For the 2014 solution, I started without referencing my old code. I created a function which initializes two empty strings, 'longest' and 'current.' Then I enter the main loop iterating over the length of the input string. The inner loop goes over each character in the string, checking to see if adding one additional character will result in an alphabetical string. If it does, then 'current' will continue to grow. For example, if the main string is 'alphabet' then 'current' will go from 'a' to 'al' to 'alp' but once it hits the 'h' it doesn't get added. Instead, if the length of 'longest' is shorter than 'current' (which it is) it takes that value. At this point, 'longest' = 'alp' then current gets reset to an empty string, and the inner loop breaks to go to the next letter. To continue the example, we'll now check substrings that begin with 'l' then 'p' then 'h' which offer nothing alphabetically longer than 'alp.' But, at the end, 'current' will build up to 'abet' which then replaces 'longest' and the we exit the loop before returning 'abet' as the longest substring.

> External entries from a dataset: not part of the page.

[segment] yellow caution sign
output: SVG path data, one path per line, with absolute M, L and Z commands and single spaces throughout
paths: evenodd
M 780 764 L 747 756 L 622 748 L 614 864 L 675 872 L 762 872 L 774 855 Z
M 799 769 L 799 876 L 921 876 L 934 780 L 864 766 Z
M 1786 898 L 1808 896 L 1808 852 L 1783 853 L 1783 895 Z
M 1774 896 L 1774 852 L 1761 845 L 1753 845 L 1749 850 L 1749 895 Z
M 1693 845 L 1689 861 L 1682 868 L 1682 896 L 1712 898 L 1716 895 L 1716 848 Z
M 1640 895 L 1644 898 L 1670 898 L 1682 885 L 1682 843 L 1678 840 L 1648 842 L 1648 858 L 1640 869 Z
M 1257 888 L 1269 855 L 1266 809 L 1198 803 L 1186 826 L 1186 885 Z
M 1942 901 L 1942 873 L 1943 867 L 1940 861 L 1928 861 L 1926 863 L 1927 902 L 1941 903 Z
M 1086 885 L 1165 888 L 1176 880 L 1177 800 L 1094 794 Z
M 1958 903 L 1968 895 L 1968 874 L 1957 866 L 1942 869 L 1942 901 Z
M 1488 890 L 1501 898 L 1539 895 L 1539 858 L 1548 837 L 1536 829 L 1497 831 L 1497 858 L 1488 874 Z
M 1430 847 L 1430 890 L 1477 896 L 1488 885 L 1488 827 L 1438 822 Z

So in the new code, I managed to solve it without storing anything in memory larger than a string, whereas I was creating these potentially longer and longer lists with my old code. I was also storing non-alphabetical substrings that had no reason to be stored. As far as ties, the new code will naturally choose the first appearing substring because of that greater-than sign (>). Only longer substrings will replace 'longest.'
So, maybe there's not many people here to see it, but I hope someone thinks it's as interesting as I do. I was surprised to see how much my code changed after just a few months. If you want to grow and develop your skills, just keep taking classes, program as often as you can. I think the important thing for me here is that BOTH times around this problem I thought I did the best I could do at the time. Clearly the second solution is better, but there's obviously an even better solution out there than mine. There are endless ways to create any given program, and only the time you put into programming will help you imagine the cleaner or more efficient or elegant implementation.